For Amazon, The Future Of Alexa Is About The End Of The Smartphone Era

With touch-screen devices like the Echo Show and Echo Spot, Amazon is trying to upend a decade of smartphones, notifications, and apps.

For Amazon, The Future Of Alexa Is About The End Of The Smartphone Era
The Echo Spot, which ships in December. [Photo: courtesy of Amazon]

Picture a hypothetical future in which Amazon’s Alexa renders your smartphone unnecessary.


You tap the “good morning” button on your bedside Echo Spot, and it displays the day’s forecast as the blinds open and the bedroom lights fade on. Downstairs, the Echo Show in the kitchen displays a reminder about your doctor’s appointment at noon, and alerts you to a single urgent email: You’ll have to join a conference call as soon as you get into the office.

In the car, you press the “commute” button on the Alexa-enabled dashboard, which queues up your favorite music while steering you around a traffic jam, and after work, Alexa relays another reminder to your car, telling you to grab milk on the way back. At home, you swipe through a list of restaurants on the Echo Show to make a reservation for the weekend, check in on your folks via video chat, and finally sit down to relax. With one more button press, the next episode of your favorite show starts playing on the Fire TV in the living room.

Far-fetched as it seems, this is the kind of scenario Amazon wants to create as its Alexa assistant migrates from smart speakers to touch screens. Instead of making users wade through a sea of apps to get things done, the goal is to create a new kind of computing that’s simpler and less distracting. And while voice will be the foundation, there may be plenty of times where you use Alexa without speaking at all.


“The tenet that we believe in is that voice is a simplifier,” says Miriam Daniel, Amazon’s head of product management for Alexa. “And once you design voice actions, then go back to a touch action, you’ve actually removed a lot of friction because you’ve started at a different baseline.”

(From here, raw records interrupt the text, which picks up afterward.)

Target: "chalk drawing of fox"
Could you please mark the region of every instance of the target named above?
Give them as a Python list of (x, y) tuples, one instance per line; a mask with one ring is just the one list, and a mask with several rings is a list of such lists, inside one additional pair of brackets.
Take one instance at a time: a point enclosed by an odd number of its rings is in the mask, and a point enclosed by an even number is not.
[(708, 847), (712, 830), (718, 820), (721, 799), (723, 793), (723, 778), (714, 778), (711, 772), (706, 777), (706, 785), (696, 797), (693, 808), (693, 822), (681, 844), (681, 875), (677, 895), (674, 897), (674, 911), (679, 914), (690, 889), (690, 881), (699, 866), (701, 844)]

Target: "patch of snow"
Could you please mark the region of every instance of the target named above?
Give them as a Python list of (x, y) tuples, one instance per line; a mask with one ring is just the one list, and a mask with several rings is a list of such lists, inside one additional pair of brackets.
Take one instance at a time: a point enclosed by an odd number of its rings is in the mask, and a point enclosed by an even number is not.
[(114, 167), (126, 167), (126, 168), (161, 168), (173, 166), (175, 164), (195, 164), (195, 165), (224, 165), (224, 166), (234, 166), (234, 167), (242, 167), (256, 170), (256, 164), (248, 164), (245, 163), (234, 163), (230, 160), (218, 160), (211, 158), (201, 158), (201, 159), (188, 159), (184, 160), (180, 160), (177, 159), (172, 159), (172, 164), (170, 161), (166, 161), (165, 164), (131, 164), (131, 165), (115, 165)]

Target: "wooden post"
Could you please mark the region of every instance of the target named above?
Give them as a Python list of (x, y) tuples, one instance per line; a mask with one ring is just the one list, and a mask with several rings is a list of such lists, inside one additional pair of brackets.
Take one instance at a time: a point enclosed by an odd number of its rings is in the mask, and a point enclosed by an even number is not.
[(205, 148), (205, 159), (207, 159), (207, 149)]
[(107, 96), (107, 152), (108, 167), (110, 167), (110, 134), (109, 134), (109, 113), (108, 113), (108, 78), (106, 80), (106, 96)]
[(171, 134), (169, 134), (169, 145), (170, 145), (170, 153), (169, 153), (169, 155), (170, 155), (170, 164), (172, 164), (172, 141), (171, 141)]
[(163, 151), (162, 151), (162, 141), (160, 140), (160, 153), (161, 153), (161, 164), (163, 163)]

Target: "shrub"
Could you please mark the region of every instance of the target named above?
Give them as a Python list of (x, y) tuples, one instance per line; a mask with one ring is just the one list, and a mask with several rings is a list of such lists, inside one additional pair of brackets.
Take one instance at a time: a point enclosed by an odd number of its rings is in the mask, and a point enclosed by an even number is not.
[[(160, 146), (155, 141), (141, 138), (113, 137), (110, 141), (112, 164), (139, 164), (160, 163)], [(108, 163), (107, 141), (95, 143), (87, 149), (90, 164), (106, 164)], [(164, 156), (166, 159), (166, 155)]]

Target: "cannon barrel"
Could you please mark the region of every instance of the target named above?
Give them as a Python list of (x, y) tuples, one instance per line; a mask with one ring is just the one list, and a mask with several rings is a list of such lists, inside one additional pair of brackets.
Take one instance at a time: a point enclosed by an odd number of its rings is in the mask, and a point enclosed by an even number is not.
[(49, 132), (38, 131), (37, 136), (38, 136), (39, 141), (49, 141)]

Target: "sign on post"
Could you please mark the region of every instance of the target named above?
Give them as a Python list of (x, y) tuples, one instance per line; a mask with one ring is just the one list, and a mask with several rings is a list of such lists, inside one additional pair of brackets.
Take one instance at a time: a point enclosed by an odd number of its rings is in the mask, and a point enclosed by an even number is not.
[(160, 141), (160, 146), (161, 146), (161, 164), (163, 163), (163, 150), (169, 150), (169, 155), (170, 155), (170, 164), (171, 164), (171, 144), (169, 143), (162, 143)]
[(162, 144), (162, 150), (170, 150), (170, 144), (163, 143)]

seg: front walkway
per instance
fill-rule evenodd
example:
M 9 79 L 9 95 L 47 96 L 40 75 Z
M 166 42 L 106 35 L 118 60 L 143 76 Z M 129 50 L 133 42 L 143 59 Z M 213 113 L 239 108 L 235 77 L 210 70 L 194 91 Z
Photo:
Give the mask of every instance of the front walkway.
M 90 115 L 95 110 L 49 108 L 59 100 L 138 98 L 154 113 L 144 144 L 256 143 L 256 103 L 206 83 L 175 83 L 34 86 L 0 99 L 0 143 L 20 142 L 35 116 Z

If Amazon is successful, Alexa could siphon precious time and attention away from smartphones, in the same way that smartphones have made the PC less relevant over the past decade. But even Amazon acknowledges that it still has a lot of work to do as it tries to invent a new computing paradigm.

Amazon’s AppStore has never rivaled Google Play’s riches.

Peak App

Amazon has plenty of motivation to upend software conventions, having watched from the sidelines as Apple’s iPhone and Google’s Android revolutionized personal computing. Amazon’s sole attempt at a smartphone, 2014’s Fire Phone, was one of the company’s highest-profile failures, and although Amazon still maintains an app store for its Android-based Fire tablets, the catalog is much smaller than the Google Play app store on Google-sanctioned Android devices. For Amazon, a shift away from smartphones may be the only way forward.


At the same time, we need a fresh approach to computing. Modern smartphone platforms have become a minefield of distractions, dominated by social media apps whose primary goal is to occupy ever more time. There are already signs that the smartphone-driven “attention economy” has detrimental health effects.

Developers are also looking for ways to break free of the smartphone business, which now has a glut of apps that people aren’t using. According to ComScore, the share of U.S. smartphone owners who downloaded zero new apps per month exceeded 50% in June, and nearly three-quarters of smartphone owners downloaded fewer than three apps in that period. A 2015 study by Forrester found that just a handful of tech giants dominate the time users spend on their phones.

“Peak app has already happened,” says Brian Roemmele, an independent tech consultant who specializes in voice and commerce. “The new iPhone is going to do great, and it’s going to change a whole lot, but it’s not going to induce more and more app downloads. So that economy has shifted.”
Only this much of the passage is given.